Пожал плечами, вгляделся в лицо своей соседки по парте: мне почудилось, что Волкова сегодня подкрасила ресницы.
— Но петь со сцены мне понравилось, — признался я. — Было весело; хоть и нелегко: два с половиной часа пения — многовато, на мой взгляд. Но если Сергей попросит, то я спою снова. А не попросит — найду, чем занять свой субботний вечер. Так что я пока сам не знаю, буду ли петь на следующих танцульках. Но напрашиваться не стану: не хочу.
Алина хмыкнула и сказала, что «девочки расстроятся», если не увидят меня в субботу на сцене — я лишь развёл руками в ответ.
С понедельника я изменил своё расписание. По возвращении из школы уже не тратил время на просмотр телевизионных программ, бренчание на гитаре и листание страниц чужих книг — всерьёз взялся за написание собственного «шедевра». О чём именно напишу, я определился быстро. Работа над романом продвигалась, но не столь активно, как я рассчитывал изначально. Потому что я лишь на этой неделе осознал истинное значение слова «рукопись». Понял, что прежние мои труды (в прошлой жизни) рукописями не являлись: набирать тексты на компьютере и писать их от руки — это не одно и то же. Невольно восхитился писателями прошлого, которые чиркали свои шедевры гусиными перьями. По скорости своей работы на этой неделе я прикинул, что точно не завершу работу над книгой в этом году — даже если буду корпеть за столом всё свободное время в перерывах между сном, приёмами пищи и походами на учёбу.

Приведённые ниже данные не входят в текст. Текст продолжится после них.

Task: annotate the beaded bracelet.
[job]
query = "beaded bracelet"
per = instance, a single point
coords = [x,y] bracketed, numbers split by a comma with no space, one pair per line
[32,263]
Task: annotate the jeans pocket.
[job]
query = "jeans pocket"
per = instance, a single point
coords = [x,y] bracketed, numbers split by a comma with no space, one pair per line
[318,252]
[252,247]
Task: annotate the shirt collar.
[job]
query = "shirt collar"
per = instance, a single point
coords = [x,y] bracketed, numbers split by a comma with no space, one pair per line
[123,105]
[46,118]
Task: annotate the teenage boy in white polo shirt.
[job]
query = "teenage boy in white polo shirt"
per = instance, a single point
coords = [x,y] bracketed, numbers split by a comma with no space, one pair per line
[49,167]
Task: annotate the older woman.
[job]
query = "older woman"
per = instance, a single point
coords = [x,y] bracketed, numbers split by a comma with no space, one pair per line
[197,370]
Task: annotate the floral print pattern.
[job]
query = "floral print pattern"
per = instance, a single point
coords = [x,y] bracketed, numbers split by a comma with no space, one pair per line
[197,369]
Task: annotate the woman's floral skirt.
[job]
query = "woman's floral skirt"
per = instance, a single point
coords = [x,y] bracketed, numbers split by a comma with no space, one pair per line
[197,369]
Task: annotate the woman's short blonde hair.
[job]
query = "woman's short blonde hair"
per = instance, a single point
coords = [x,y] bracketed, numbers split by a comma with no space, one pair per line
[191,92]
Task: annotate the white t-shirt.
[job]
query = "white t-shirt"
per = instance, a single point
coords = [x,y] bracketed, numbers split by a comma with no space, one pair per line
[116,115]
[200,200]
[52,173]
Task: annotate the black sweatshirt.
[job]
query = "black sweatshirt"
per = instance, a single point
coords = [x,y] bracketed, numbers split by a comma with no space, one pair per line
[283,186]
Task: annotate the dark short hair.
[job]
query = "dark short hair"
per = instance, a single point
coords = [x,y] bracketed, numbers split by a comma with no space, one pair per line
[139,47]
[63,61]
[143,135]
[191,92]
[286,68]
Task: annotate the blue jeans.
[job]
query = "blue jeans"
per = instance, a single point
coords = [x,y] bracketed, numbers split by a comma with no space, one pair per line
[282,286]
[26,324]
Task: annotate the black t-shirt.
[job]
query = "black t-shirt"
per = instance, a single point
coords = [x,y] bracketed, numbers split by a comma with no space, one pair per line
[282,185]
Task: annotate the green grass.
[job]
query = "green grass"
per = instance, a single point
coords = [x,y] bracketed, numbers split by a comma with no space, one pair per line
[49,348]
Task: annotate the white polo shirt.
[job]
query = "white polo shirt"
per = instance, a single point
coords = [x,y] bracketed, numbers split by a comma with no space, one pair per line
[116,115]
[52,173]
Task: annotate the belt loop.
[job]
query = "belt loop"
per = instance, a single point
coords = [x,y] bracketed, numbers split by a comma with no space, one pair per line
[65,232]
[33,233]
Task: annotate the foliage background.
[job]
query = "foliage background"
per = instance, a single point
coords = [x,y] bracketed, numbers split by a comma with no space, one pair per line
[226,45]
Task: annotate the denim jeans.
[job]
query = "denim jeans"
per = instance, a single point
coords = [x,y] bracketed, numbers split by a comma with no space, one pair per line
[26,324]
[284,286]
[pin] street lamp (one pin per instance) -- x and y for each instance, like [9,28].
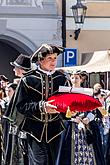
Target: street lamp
[79,13]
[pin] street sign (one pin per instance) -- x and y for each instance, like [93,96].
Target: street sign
[70,57]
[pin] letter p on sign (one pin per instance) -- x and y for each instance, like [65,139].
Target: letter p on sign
[70,57]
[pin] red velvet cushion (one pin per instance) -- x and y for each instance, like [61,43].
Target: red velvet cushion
[76,101]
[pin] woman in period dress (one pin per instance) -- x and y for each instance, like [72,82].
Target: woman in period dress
[81,144]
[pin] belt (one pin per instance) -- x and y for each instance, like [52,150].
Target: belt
[46,117]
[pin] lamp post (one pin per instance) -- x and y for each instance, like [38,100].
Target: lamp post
[79,13]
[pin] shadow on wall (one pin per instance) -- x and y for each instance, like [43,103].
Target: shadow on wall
[7,54]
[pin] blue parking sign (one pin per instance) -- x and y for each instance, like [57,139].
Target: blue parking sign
[70,57]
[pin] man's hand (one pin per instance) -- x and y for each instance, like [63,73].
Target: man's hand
[49,108]
[85,121]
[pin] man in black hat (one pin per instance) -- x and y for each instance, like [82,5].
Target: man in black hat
[39,118]
[22,64]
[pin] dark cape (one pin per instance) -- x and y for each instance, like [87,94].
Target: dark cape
[66,154]
[25,113]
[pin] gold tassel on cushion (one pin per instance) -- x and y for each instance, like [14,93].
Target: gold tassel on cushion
[68,113]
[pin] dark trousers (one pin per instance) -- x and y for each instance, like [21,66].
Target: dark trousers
[42,153]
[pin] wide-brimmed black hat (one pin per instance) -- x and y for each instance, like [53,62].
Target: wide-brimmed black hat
[3,78]
[22,61]
[45,49]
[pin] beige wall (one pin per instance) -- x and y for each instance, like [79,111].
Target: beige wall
[89,41]
[94,36]
[98,8]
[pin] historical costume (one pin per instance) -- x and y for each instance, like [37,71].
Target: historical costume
[29,112]
[81,142]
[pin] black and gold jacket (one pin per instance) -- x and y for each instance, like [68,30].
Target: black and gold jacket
[33,90]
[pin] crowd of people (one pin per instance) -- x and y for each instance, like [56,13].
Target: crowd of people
[34,132]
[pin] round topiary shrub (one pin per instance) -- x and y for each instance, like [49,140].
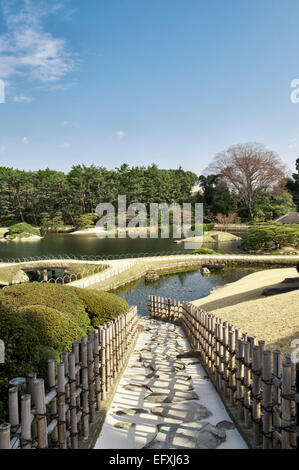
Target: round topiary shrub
[21,343]
[54,296]
[54,328]
[204,251]
[101,306]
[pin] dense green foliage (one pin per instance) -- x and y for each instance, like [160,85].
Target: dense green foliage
[38,196]
[271,206]
[293,185]
[100,312]
[85,221]
[52,199]
[22,230]
[204,251]
[272,236]
[39,321]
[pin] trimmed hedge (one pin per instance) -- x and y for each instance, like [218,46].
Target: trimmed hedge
[55,296]
[22,230]
[101,306]
[38,321]
[204,251]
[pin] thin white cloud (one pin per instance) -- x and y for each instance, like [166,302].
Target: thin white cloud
[65,145]
[21,98]
[293,143]
[67,124]
[120,134]
[27,48]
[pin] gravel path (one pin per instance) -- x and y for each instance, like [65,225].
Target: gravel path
[163,402]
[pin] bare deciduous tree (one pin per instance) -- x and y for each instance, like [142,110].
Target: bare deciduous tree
[248,169]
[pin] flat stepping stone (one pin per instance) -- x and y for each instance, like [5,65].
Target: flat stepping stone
[193,435]
[133,387]
[171,375]
[164,384]
[124,425]
[225,425]
[172,396]
[182,412]
[131,411]
[179,365]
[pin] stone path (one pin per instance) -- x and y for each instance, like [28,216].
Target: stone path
[163,402]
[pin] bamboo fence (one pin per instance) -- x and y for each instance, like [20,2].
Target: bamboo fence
[259,389]
[78,385]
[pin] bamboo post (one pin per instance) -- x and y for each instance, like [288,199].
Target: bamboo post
[108,356]
[91,395]
[39,394]
[73,400]
[246,384]
[276,397]
[5,436]
[232,375]
[225,359]
[293,436]
[53,405]
[286,417]
[31,379]
[65,358]
[103,362]
[76,351]
[256,393]
[13,408]
[267,400]
[26,422]
[61,405]
[239,377]
[96,356]
[84,374]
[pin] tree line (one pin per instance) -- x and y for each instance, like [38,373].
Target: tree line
[33,196]
[247,181]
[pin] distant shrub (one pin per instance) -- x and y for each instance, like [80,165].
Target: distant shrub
[267,236]
[101,306]
[55,328]
[85,221]
[39,321]
[54,296]
[204,251]
[22,230]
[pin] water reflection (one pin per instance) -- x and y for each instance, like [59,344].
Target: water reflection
[65,243]
[187,286]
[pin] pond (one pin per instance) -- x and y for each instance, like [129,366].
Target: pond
[91,245]
[188,286]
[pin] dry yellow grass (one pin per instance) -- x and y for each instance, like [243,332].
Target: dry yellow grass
[274,319]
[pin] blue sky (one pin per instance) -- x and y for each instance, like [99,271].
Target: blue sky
[141,81]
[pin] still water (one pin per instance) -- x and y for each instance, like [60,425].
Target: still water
[186,286]
[91,245]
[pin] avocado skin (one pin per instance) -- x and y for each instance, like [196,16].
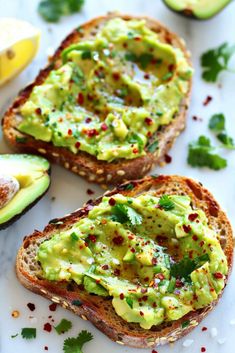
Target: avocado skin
[28,207]
[188,13]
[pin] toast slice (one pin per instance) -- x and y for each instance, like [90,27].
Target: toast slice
[82,163]
[99,310]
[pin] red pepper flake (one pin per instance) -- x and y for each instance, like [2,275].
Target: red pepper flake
[47,327]
[192,217]
[167,158]
[112,201]
[31,306]
[118,240]
[104,127]
[90,192]
[218,275]
[80,98]
[77,144]
[207,100]
[148,121]
[186,228]
[52,307]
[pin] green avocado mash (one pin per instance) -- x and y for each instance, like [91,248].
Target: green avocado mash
[157,258]
[113,91]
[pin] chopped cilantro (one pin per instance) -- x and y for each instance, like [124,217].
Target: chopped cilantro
[166,203]
[123,213]
[63,326]
[28,333]
[202,154]
[216,60]
[75,345]
[186,266]
[52,10]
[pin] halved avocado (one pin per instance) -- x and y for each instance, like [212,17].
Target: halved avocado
[23,181]
[200,9]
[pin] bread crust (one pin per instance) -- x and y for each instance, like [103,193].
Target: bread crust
[99,310]
[82,163]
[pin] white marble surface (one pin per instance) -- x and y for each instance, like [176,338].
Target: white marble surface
[70,191]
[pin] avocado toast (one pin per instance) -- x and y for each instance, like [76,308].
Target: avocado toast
[118,88]
[164,290]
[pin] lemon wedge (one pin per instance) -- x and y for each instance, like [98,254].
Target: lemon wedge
[19,42]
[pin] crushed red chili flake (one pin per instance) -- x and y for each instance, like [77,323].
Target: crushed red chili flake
[31,306]
[207,100]
[167,158]
[90,192]
[80,98]
[47,327]
[52,307]
[218,275]
[104,127]
[118,240]
[148,121]
[112,201]
[192,217]
[187,228]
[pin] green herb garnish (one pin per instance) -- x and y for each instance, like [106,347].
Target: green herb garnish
[75,345]
[202,154]
[215,61]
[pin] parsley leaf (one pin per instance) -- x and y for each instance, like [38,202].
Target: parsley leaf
[63,326]
[75,345]
[28,333]
[123,213]
[52,10]
[166,203]
[216,60]
[186,266]
[202,154]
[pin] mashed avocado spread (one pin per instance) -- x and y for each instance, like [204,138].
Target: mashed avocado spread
[111,94]
[156,257]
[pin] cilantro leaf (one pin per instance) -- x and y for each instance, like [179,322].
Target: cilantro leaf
[166,203]
[202,154]
[123,213]
[28,333]
[63,326]
[186,266]
[216,60]
[75,345]
[52,10]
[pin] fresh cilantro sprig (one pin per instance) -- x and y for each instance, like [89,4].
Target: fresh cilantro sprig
[186,266]
[166,203]
[217,124]
[215,61]
[64,326]
[202,154]
[28,333]
[75,345]
[53,10]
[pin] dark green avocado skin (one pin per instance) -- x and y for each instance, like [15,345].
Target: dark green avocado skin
[47,173]
[189,13]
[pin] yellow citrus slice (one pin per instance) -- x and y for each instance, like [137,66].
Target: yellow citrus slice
[19,42]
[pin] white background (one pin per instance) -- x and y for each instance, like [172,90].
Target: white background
[70,190]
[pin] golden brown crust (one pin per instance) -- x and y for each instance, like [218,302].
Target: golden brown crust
[82,163]
[99,310]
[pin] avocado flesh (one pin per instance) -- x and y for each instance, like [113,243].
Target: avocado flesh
[201,9]
[32,174]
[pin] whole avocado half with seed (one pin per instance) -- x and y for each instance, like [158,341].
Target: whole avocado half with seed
[24,179]
[197,9]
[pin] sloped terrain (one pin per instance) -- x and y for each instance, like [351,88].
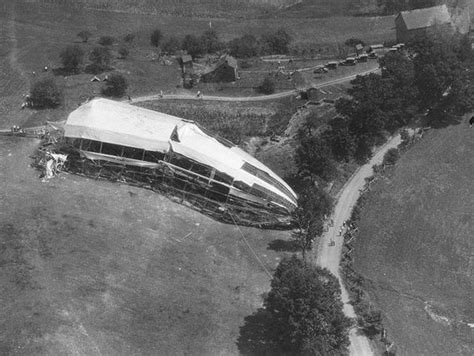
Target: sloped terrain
[416,248]
[92,267]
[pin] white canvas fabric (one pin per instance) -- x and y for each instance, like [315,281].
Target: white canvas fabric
[122,124]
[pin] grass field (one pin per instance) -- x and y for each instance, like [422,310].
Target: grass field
[91,267]
[415,246]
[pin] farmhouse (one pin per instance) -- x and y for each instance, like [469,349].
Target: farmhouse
[417,23]
[224,71]
[118,141]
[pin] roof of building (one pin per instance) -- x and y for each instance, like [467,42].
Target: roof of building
[422,18]
[186,58]
[231,61]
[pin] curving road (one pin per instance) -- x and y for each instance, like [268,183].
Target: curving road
[330,256]
[284,94]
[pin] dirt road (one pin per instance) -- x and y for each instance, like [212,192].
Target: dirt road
[329,256]
[246,98]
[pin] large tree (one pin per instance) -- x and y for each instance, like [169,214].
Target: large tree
[313,205]
[313,158]
[441,75]
[276,42]
[115,86]
[156,37]
[306,310]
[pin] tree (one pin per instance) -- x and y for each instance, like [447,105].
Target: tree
[313,204]
[313,158]
[340,139]
[306,310]
[442,79]
[123,52]
[171,45]
[106,41]
[391,157]
[276,42]
[210,41]
[45,94]
[267,87]
[116,86]
[244,47]
[156,37]
[71,58]
[129,37]
[84,35]
[192,45]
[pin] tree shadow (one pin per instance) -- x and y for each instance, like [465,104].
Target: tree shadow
[442,120]
[279,245]
[255,337]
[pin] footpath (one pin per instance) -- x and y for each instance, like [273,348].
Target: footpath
[330,245]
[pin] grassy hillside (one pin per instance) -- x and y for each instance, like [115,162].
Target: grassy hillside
[416,247]
[90,267]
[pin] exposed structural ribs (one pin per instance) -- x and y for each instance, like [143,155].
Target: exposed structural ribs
[182,186]
[120,142]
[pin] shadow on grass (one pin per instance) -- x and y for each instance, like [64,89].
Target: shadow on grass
[256,335]
[279,245]
[64,72]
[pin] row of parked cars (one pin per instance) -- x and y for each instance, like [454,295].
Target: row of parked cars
[372,53]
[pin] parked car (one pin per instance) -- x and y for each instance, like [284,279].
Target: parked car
[331,65]
[320,69]
[349,61]
[362,58]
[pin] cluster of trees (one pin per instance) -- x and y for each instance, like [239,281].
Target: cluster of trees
[313,205]
[302,314]
[432,83]
[277,42]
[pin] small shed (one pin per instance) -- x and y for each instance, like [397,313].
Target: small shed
[186,63]
[312,94]
[413,24]
[225,70]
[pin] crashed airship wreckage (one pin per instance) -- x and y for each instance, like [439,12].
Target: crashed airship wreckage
[117,141]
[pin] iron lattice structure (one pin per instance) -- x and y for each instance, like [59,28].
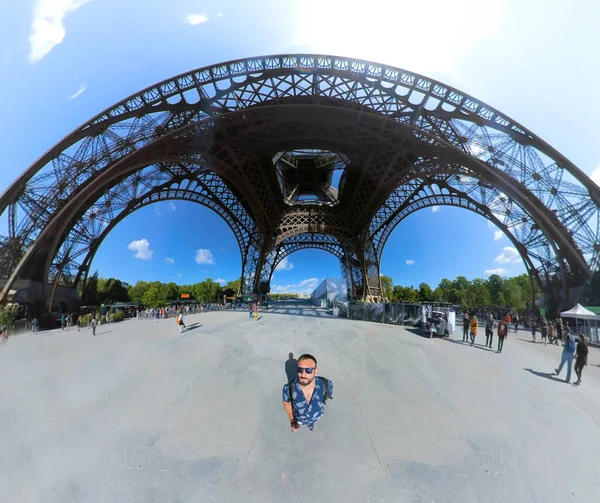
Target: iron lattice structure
[300,151]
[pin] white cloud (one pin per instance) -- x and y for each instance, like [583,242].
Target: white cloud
[204,256]
[305,286]
[367,34]
[142,249]
[595,176]
[499,271]
[284,265]
[509,254]
[195,19]
[78,93]
[47,28]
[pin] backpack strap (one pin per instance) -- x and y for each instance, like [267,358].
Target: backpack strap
[291,391]
[326,390]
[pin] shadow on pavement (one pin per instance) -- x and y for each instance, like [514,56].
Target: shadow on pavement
[546,375]
[420,333]
[191,327]
[476,345]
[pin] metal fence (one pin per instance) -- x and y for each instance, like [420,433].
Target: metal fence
[392,313]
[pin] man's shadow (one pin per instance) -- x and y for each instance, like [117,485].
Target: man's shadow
[291,367]
[546,375]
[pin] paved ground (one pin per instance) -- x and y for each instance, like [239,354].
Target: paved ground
[141,413]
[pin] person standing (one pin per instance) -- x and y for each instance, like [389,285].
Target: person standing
[489,331]
[544,331]
[580,358]
[502,333]
[550,330]
[466,327]
[567,357]
[304,398]
[558,331]
[473,327]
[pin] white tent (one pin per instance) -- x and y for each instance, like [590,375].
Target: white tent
[578,312]
[591,319]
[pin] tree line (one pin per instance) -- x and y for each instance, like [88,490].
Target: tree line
[511,293]
[153,293]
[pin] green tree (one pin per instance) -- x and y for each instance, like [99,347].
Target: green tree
[136,292]
[387,287]
[171,291]
[153,296]
[112,290]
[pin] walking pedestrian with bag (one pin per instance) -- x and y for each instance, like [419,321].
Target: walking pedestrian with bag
[466,327]
[502,334]
[580,358]
[473,327]
[304,398]
[489,331]
[567,357]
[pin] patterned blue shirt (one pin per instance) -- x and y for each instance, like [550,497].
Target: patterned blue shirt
[307,413]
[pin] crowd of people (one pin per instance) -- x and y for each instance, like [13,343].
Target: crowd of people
[551,331]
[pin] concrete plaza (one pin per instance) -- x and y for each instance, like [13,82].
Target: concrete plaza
[142,413]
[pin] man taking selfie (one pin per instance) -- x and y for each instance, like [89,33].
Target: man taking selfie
[304,398]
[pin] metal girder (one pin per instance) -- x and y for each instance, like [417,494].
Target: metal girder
[394,127]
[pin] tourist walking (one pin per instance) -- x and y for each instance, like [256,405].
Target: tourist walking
[473,327]
[550,329]
[180,323]
[502,333]
[533,329]
[580,358]
[489,331]
[544,331]
[304,398]
[466,327]
[567,357]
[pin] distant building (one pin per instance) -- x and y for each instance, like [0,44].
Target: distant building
[330,289]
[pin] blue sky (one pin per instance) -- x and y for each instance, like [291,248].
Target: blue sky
[64,61]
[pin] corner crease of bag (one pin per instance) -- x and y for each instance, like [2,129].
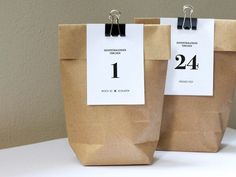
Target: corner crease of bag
[113,135]
[193,123]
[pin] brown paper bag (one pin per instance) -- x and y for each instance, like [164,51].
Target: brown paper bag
[193,123]
[113,135]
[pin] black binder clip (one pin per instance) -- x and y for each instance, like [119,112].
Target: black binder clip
[185,22]
[115,28]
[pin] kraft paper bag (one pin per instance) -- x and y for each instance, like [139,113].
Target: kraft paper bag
[198,123]
[113,135]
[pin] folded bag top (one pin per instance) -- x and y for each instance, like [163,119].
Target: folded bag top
[113,135]
[198,123]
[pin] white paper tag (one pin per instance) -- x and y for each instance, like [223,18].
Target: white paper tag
[190,70]
[115,66]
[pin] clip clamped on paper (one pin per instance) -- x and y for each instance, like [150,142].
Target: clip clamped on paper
[185,22]
[115,28]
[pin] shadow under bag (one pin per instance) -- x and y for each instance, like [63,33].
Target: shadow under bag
[113,135]
[198,123]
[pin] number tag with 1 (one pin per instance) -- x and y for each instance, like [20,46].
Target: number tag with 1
[115,66]
[190,70]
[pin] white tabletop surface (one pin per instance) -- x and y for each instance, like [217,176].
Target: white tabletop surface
[56,159]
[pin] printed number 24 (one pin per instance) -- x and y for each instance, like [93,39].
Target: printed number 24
[192,63]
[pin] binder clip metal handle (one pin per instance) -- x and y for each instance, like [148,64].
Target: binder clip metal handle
[185,22]
[115,28]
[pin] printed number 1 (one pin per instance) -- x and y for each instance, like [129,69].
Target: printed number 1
[115,72]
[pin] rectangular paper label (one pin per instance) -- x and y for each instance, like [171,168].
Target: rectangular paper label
[190,70]
[115,66]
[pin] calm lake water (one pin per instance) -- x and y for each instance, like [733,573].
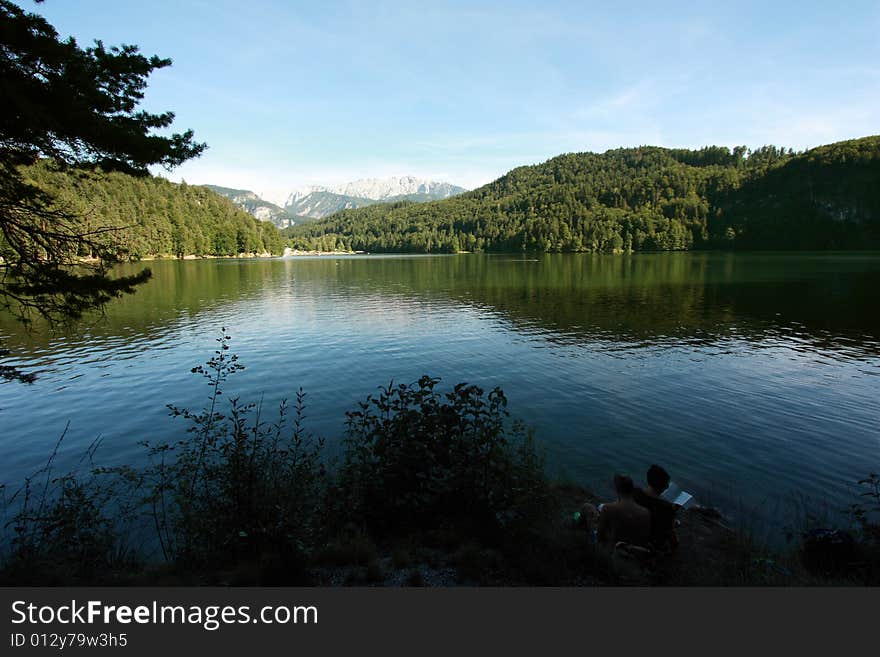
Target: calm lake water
[754,378]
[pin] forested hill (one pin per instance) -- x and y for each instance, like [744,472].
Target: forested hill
[160,217]
[645,198]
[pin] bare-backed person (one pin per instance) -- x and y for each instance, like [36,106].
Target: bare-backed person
[624,520]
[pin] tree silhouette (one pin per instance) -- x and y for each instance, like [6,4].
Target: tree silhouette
[78,109]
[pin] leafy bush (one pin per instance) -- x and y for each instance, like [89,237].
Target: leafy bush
[236,486]
[60,528]
[417,459]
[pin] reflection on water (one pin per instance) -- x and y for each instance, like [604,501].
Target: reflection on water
[751,377]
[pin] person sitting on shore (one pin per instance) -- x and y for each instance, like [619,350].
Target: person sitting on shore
[663,536]
[624,520]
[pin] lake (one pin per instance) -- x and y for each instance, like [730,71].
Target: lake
[753,378]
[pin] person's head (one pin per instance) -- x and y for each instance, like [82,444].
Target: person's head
[658,478]
[624,486]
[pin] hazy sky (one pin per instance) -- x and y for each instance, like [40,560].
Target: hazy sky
[292,93]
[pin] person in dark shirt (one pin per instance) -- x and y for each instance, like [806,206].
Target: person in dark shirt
[663,536]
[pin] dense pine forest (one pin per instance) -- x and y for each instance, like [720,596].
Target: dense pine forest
[155,216]
[637,199]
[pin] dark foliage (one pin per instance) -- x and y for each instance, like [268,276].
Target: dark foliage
[417,459]
[79,107]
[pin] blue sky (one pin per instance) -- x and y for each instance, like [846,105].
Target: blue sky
[294,93]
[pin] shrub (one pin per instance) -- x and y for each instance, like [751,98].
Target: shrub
[236,487]
[417,459]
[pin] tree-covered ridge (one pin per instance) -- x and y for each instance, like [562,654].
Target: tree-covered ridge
[646,198]
[155,216]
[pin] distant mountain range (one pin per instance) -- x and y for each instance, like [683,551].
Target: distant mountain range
[258,207]
[319,201]
[315,202]
[637,199]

Теперь я усаживался за письменный стол сразу же по возвращении из школы (наскоро перекусив). И выбирался из-за него, когда слышал в прихожей голос вернувшейся с работы мамы — тогда мои труды прекращались: до вечера. Не жертвовал ни минутой общения с мамой — даже ради работы над рукописью. Мы вместе ужинали, разговаривали о папе, о школе и о моих «послешкольных» планах. Видел, как блестели мамины глаза, когда она рассуждала о нашем скором возвращении в Первомайск. Тут же вспоминал о разговоре со Свечиным (на Московском вокзале). Мысленно повторял: «Ну и гад же ты, Лёня». И мысленно возвращался к размышлениям о «солдатах». С Волковой мы о «солдатах» больше не разговаривали (на этой неделе) — дельных идей на эту тему Алина мне так и не подбросила. Виделись мы с Волковой только в школе, во время учёбы — в гости я к ней не ходил, да она и не приглашала.
В субботу меня снова атаковали девчонки — снова потрогали одежду на моём плече, а самые смелые и нахальные (Лидочка Сергеева) царапнули ногтями шею. Парни посматривали на меня с нескрываемой завистью, неискренне сочувствовали моим «мучениям». И тоже интересовались сегодняшним вечером. Дотошным (Лёне Свечину) я всё же рассказал о своих договорённостях с Рокотовым. Свечин не поленился, на следующей перемене метнулся на поиски десятого «В». Вернулся он в класс перед самым звонком. Взглянул на меня и пожал плечами. А после урока сказал, что Рокотов «послал» его и заявил: «Мы сами разберёмся». «И кстати, Ванька: Рокотов уже не хрипит, может петь», — сказал Лёня. К вечеру (уже дома) я догадался, что под определением «сами» Сергей подразумевал себя и парней из своего вокально-инструментального ансамбля. Меня он в это определение не включил.
С новым предложением выступить вместе с его ВИА Рокот не обратился ко мне и в субботу. Но я подумал именно о Сергее Рокотове, когда в субботу вечером в моей прихожей настойчиво и нагло заголосил дверной звонок. К тому времени я уже погрузился в работу над рукописью. Недовольно скривил губы и мысленно выругался, когда посторонний шум буквально вытолкнул меня из созданного воображением «виртуального мира» книги. Я поправил очки и увидел: небо за окном стемнело, кроны деревьев подсвечивались лишь светом уличных фонарей. Посмотрел на часы — обнаружил, что «детские» танцы во Дворце культуры начались почти тридцать минут назад. Не выбрался из-за стола, потому что услышал мамины шаги. Прислушался — различил щелчок замка и громкий, но подчёркнуто вежливый мужской бас (не похожий на голос Рокота). Мама обменялась с гостем фразами. И заглянула в мою комнату.
— Ваня, к тебе пришли, — сообщила она.
— Только его мне сегодня и не хватало, — едва слышно пробормотал я.
Закрыл тетрадь, положил поверх неё ручку. Взглянул на свои исчирканные чернильными полосами пальцы. Встал со стула, подтянул «домашние» штаны (от старого отцовского спортивного костюма) и вышел в прихожую.